Wpis z mikrobloga

Czasami mam tak, że gdy jestem w jakimś większym towarzystwie i sobie śmieszkujemy( jakieś heheszki, luźna atmosfera) to w ciągu dosłownie trzech sekund jestem w stanie zmienić swój nastrój o 180° - z takiego luzackiego przechodzę na taki zbiór myśli- co ja tu robię, co za zjeby mnie otaczają, z czegoś ja się śmieję, przecież to żałosne, chcę stąd odejść, co mogę zrobić by opuścić te miejsce, jestem #!$%@?, czemu tutaj jestem. Nigdy nie ma tak, bym stał się w jednej chwili szczęśliwy.
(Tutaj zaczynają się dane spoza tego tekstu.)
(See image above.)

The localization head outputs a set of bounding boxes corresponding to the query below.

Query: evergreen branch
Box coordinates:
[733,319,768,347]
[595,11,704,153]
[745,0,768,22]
Nawet na ostatniej wiejskiej mikroinbie na 30 osób bałem się wyrzucić kubeczka do kosza. Staliśmy wszyscy w takim okręgu z koszem, który był po przeciwnej stronie i musiałem przejść 5 metrów by to zrobić. Czekałem kilka minut, zanim każdy zacznie rozmawiać z każdym, by przy przechodzeniu zgarnąć jak najmniej uwagi. Przy okazji wypiłem 3 szklanki napoju bo nie potrafiłem odmówić.